[-mm PATCH v2 00/25] get_user_pages() for dax pte and pmd mappings

* [-mm PATCH v2 00/25] get_user_pages() for dax pte and pmd mappings
@ 2015-12-10  2:37 Dan Williams
  2015-12-10  2:37 ` [-mm PATCH v2 01/25] pmem, dax: clean up clear_pmem() Dan Williams
                   ` (26 more replies)
  0 siblings, 27 replies; 48+ messages in thread
From: Dan Williams @ 2015-12-10  2:37 UTC (permalink / raw)
  To: akpm
  Cc: Dave Hansen, Toshi Kani, David Airlie, Dave Hansen, Dave Chinner,
	linux-mm, H. Peter Anvin, Christoph Hellwig, Andrea Arcangeli,
	kbuild test robot, linux-nvdimm, Richard Weinberger, x86,
	Peter Zijlstra, Jeff Moyer, Ingo Molnar, Mel Gorman,
	Matthew Wilcox, Ross Zwisler, Jeff Dike, Jens Axboe,
	Alexander Viro, Thomas Gleixner, Christoffer Dall, Jan Kara,
	Paolo Bonzini, Logan Gunthorpe, Kirill A. Shutemov

Changes since v1: [1]

1/ Rebase on latest -next (20151209).  Fixed up PHYSICAL_PAGE_MASK, but
   no other major collisions.

2/ Decreased the transfer size in "dax: increase granularity of
   dax_clear_blocks() operations" to get the max latency to reschedule
   under 1ms and average latency under 150us. (Andrew)
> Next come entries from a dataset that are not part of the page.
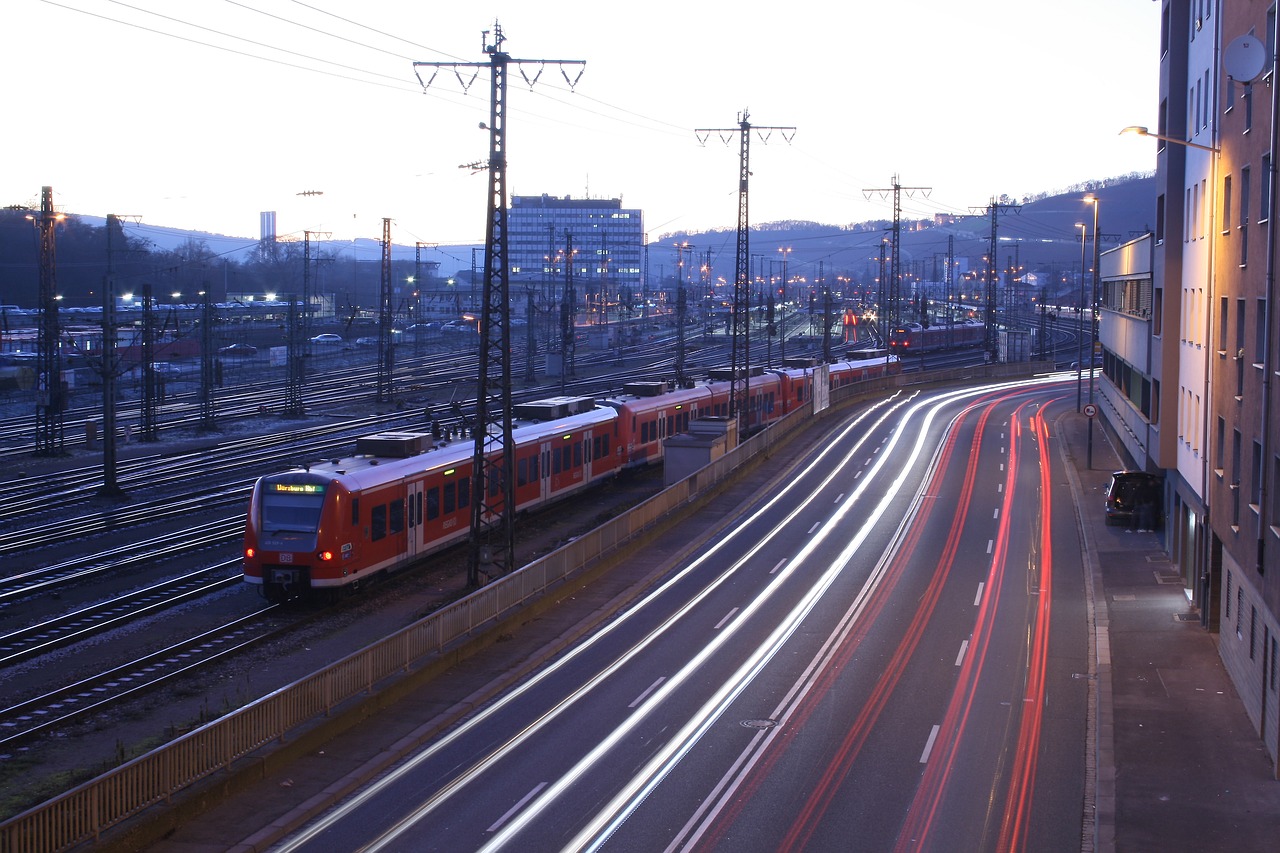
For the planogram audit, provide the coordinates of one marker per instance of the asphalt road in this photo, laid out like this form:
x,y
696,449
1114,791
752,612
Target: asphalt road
x,y
881,653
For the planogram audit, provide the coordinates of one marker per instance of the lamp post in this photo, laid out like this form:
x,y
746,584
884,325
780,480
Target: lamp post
x,y
1079,313
1141,131
1093,302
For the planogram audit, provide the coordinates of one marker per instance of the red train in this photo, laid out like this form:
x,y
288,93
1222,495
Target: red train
x,y
401,497
913,337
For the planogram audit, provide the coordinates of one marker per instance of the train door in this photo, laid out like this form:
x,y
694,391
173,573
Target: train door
x,y
544,470
414,518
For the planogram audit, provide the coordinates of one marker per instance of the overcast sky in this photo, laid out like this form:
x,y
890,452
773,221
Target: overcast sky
x,y
200,114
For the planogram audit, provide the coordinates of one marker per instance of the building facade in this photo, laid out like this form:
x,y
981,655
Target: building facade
x,y
606,241
1243,475
1212,334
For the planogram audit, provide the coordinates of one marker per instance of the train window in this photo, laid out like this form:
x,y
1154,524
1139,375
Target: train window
x,y
291,510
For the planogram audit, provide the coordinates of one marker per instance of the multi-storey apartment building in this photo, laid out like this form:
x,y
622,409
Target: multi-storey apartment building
x,y
606,240
1243,478
1212,334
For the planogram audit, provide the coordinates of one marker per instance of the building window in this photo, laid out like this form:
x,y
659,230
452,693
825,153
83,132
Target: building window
x,y
1256,471
1260,333
1244,215
1226,205
1208,106
1234,486
1275,492
1220,446
1223,314
1265,190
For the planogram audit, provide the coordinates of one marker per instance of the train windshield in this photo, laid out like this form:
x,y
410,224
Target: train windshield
x,y
292,506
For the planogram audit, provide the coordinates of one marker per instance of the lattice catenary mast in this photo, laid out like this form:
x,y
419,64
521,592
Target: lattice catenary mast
x,y
493,523
740,338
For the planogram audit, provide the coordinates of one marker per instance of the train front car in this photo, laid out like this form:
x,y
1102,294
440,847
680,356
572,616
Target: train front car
x,y
286,548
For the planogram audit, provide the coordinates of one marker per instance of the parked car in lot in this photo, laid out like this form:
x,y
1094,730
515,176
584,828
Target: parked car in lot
x,y
1134,497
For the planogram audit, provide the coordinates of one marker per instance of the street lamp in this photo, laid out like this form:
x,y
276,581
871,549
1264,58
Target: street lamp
x,y
1141,131
1079,313
1093,304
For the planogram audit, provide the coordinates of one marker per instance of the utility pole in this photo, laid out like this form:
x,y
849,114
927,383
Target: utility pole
x,y
740,338
993,209
385,349
895,276
208,360
568,310
826,313
951,265
882,314
782,325
681,309
150,427
49,375
110,368
493,512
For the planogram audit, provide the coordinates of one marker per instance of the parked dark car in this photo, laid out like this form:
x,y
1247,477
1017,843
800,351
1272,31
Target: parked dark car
x,y
1133,495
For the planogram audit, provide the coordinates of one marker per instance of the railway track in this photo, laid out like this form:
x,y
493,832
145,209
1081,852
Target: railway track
x,y
64,706
96,619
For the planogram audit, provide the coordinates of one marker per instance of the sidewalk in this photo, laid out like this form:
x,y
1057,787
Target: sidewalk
x,y
1179,766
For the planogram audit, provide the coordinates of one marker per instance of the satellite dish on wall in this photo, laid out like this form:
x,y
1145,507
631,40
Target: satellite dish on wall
x,y
1244,59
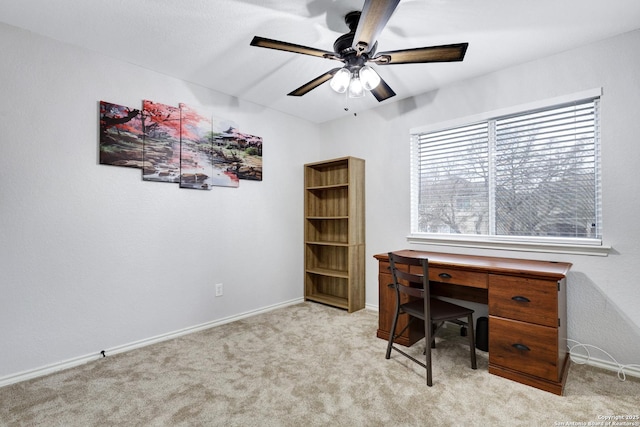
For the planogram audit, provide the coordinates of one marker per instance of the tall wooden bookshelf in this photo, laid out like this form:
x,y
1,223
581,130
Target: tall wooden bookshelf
x,y
334,233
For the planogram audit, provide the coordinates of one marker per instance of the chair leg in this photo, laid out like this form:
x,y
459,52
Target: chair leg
x,y
429,338
472,342
392,334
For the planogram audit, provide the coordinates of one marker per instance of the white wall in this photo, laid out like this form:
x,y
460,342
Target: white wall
x,y
603,292
92,257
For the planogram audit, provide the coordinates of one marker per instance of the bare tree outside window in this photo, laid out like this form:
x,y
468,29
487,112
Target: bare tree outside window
x,y
533,174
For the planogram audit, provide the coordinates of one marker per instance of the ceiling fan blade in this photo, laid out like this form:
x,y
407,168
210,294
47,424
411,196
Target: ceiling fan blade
x,y
375,15
445,53
309,86
290,47
382,91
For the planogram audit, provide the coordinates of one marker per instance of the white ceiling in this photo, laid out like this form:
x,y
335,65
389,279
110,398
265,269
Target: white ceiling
x,y
207,41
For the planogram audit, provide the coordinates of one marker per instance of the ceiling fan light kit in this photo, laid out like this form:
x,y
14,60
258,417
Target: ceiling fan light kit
x,y
357,47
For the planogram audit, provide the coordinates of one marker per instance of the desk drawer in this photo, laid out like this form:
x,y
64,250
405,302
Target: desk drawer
x,y
528,300
445,275
458,277
524,347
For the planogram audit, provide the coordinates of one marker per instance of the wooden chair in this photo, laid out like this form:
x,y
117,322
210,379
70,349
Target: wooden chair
x,y
413,298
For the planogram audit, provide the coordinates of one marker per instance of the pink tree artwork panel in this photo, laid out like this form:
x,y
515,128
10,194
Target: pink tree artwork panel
x,y
161,127
121,140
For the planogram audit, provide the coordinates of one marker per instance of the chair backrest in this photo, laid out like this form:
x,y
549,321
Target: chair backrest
x,y
419,281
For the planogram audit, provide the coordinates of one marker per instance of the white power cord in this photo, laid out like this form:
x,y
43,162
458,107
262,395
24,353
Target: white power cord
x,y
621,368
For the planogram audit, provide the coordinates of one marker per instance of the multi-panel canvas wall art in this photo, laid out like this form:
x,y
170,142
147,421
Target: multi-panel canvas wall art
x,y
185,145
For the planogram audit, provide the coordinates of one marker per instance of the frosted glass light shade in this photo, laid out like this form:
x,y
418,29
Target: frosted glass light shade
x,y
340,81
356,90
370,79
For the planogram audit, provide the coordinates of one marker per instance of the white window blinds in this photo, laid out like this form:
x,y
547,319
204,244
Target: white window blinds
x,y
530,175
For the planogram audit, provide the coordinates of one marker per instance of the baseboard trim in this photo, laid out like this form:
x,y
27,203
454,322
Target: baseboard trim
x,y
81,360
630,370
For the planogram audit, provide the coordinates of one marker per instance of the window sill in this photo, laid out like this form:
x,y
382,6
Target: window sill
x,y
467,242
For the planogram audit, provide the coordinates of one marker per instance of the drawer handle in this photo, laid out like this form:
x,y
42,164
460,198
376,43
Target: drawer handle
x,y
519,346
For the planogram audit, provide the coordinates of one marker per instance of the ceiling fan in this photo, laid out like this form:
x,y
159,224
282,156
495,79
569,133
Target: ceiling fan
x,y
358,47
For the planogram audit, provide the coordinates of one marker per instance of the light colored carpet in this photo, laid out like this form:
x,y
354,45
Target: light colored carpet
x,y
304,365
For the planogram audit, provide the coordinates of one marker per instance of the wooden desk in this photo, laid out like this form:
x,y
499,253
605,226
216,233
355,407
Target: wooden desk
x,y
527,311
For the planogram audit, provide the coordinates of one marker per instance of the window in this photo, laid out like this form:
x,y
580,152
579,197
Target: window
x,y
524,177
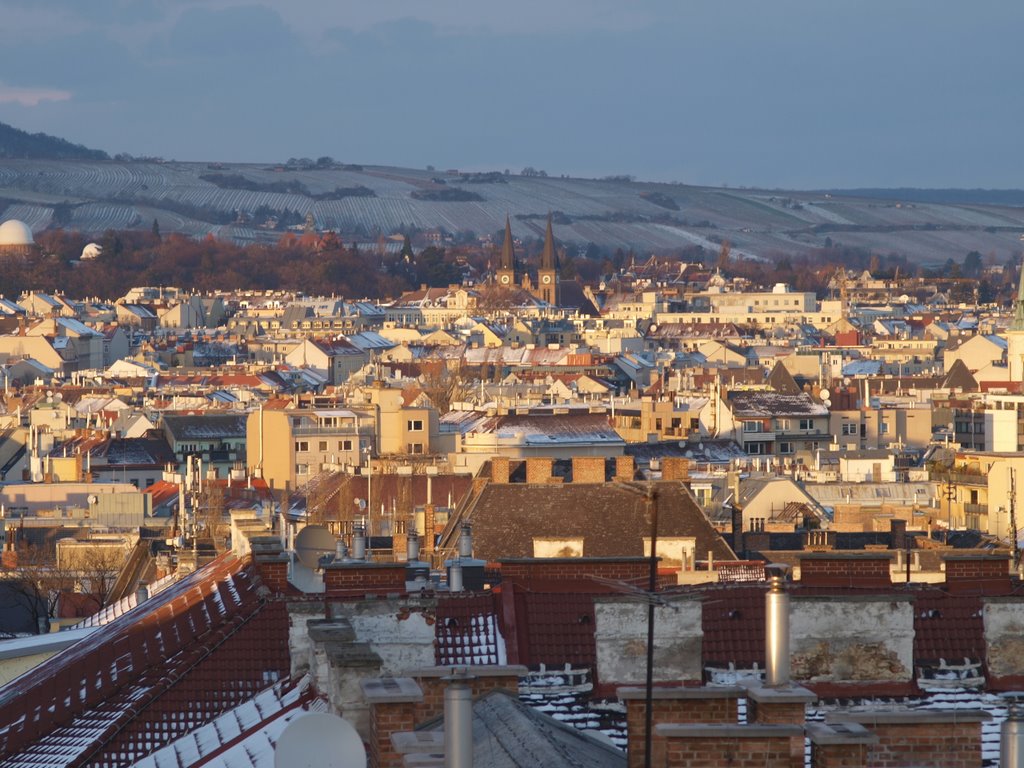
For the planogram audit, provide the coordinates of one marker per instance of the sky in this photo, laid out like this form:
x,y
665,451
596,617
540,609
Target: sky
x,y
773,93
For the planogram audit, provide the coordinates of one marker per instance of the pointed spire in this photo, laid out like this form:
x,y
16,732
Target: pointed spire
x,y
1018,324
508,254
548,256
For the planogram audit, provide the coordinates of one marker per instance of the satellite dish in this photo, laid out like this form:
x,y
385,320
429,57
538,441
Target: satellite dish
x,y
312,543
320,739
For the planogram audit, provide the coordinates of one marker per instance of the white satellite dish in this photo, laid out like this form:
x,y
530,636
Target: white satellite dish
x,y
312,543
320,739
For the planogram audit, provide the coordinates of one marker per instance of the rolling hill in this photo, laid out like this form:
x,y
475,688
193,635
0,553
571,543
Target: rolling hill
x,y
232,200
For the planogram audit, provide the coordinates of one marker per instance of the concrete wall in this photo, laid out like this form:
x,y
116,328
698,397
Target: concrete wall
x,y
402,637
851,639
621,634
1004,621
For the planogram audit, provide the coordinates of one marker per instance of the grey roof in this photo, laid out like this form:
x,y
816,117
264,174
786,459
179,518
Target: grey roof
x,y
761,404
206,427
508,733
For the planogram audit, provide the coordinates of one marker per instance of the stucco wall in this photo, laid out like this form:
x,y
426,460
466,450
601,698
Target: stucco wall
x,y
1004,621
851,639
621,633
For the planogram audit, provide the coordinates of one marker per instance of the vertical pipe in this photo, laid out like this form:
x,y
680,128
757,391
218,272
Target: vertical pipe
x,y
455,576
358,543
651,502
1012,735
458,721
776,627
466,541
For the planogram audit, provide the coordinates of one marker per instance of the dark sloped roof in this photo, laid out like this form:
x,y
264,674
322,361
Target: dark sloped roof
x,y
508,733
610,517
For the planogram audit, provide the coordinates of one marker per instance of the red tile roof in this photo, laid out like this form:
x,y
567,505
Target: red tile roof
x,y
148,676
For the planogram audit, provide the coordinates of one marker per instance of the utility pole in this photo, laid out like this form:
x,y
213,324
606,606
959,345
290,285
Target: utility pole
x,y
651,503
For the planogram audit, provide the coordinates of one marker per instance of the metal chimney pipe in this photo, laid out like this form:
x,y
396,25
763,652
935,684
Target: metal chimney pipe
x,y
455,576
358,543
466,541
458,720
1012,734
777,627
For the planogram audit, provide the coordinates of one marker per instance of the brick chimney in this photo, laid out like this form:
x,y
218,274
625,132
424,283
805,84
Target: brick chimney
x,y
625,469
978,573
675,468
676,705
870,568
354,581
271,562
500,470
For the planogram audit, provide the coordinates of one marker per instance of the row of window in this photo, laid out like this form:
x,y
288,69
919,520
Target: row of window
x,y
756,426
302,446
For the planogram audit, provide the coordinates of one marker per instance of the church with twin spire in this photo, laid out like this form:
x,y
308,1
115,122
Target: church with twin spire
x,y
509,274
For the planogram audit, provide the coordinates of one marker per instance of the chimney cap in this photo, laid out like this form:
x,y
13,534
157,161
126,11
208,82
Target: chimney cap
x,y
776,569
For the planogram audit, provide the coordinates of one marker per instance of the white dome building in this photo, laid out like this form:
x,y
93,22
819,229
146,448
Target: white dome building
x,y
15,238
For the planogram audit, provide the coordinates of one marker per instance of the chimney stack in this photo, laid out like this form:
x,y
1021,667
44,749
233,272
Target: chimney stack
x,y
358,543
777,627
466,541
413,547
458,720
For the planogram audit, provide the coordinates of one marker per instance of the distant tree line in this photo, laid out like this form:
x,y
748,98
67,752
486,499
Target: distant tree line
x,y
15,143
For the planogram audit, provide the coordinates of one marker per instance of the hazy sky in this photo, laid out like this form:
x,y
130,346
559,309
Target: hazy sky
x,y
791,93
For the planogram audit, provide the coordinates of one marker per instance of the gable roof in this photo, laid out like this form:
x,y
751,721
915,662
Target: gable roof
x,y
610,517
99,701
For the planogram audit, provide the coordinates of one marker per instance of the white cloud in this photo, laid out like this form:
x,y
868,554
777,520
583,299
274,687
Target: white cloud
x,y
12,94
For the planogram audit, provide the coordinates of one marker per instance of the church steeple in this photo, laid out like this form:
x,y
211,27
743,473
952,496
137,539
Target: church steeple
x,y
547,275
506,266
1018,324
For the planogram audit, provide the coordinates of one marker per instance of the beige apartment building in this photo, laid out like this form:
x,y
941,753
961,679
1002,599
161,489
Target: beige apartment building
x,y
402,428
882,427
288,448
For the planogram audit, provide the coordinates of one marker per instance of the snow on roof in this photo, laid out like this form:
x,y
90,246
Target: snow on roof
x,y
761,403
250,731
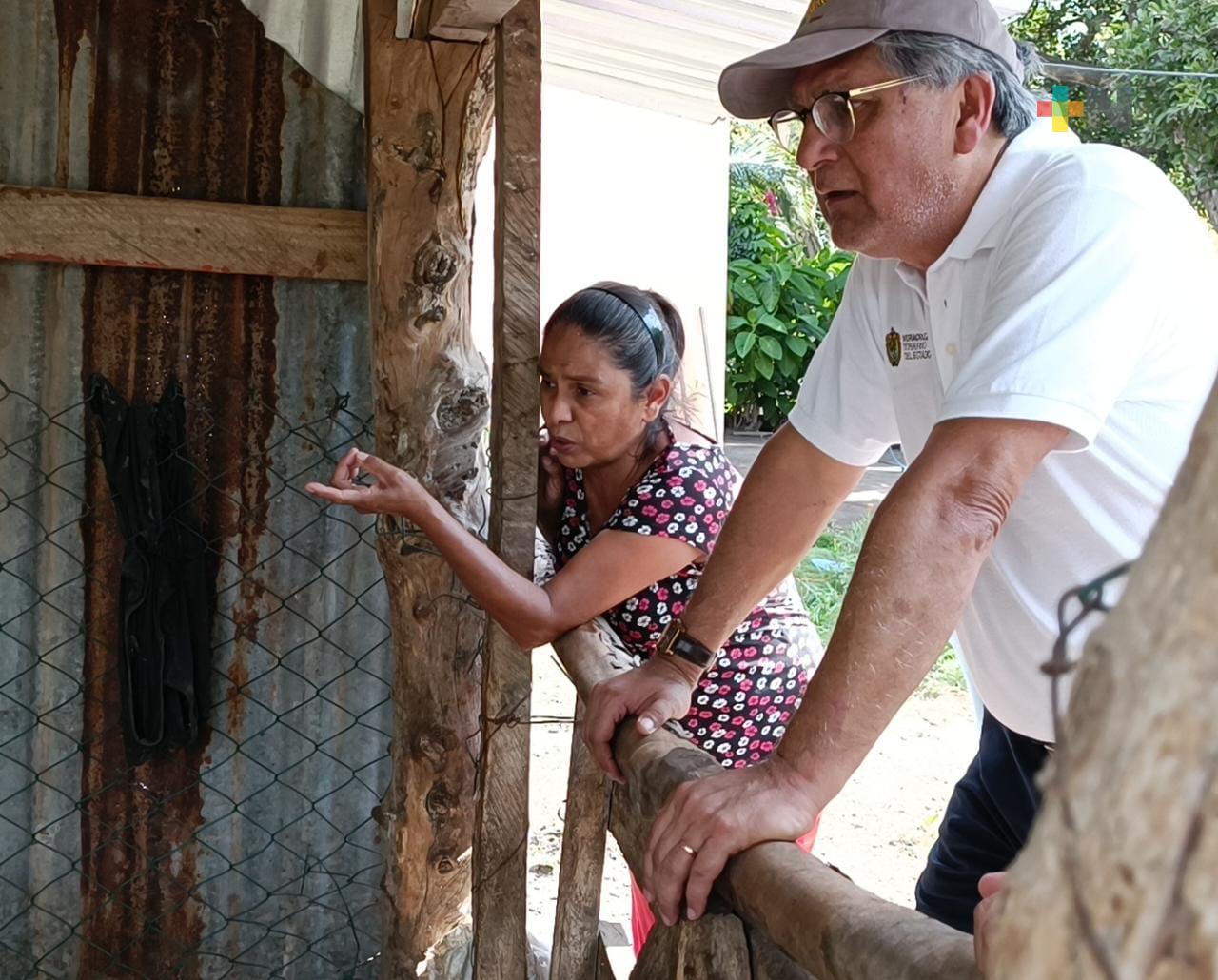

3/ Add cc's for x86 maintainers

4/ Add Tested-by: Logan Gunthorpe

This update, as before, passes the ndctl [2] and nvml [3] test suites.

[1]: https://lists.01.org/pipermail/linux-nvdimm/2015-December/003213.html
[2]: https://github.com/pmem/ndctl
[3]: https://github.com/pmem/nvml

A git tree of this set is available here:

  git://git.kernel.org/pub/scm/linux/kernel/git/djbw/nvdimm libnvdimm-pending

---

Summary:

To date, we have implemented two I/O usage models for persistent memory,
PMEM (a persistent "ram disk") and DAX (mmap persistent memory into
userspace).  This series adds a third, DAX-GUP, that allows DAX mappings
to be the target of direct-i/o.  It allows userspace to coordinate
DMA/RDMA from/to persistent memory.

The implementation leverages the ZONE_DEVICE mm-zone that went into
4.3-rc1 (also discussed at kernel summit) to flag pages that are owned
and dynamically mapped by a device driver.  The pmem driver, after
mapping a persistent memory range into the system memmap via
devm_memremap_pages(), arranges for DAX to distinguish pfn-only versus
page-backed pmem-pfns via flags in the new pfn_t type.

The DAX code, upon seeing a PFN_DEV+PFN_MAP flagged pfn, flags the
resulting pte(s) inserted into the process page tables with a new
_PAGE_DEVMAP flag.  Later, when get_user_pages() is walking ptes it keys
off _PAGE_DEVMAP to pin the device hosting the page range active.
Finally, get_page() and put_page() are modified to take references
against the device driver established page mapping.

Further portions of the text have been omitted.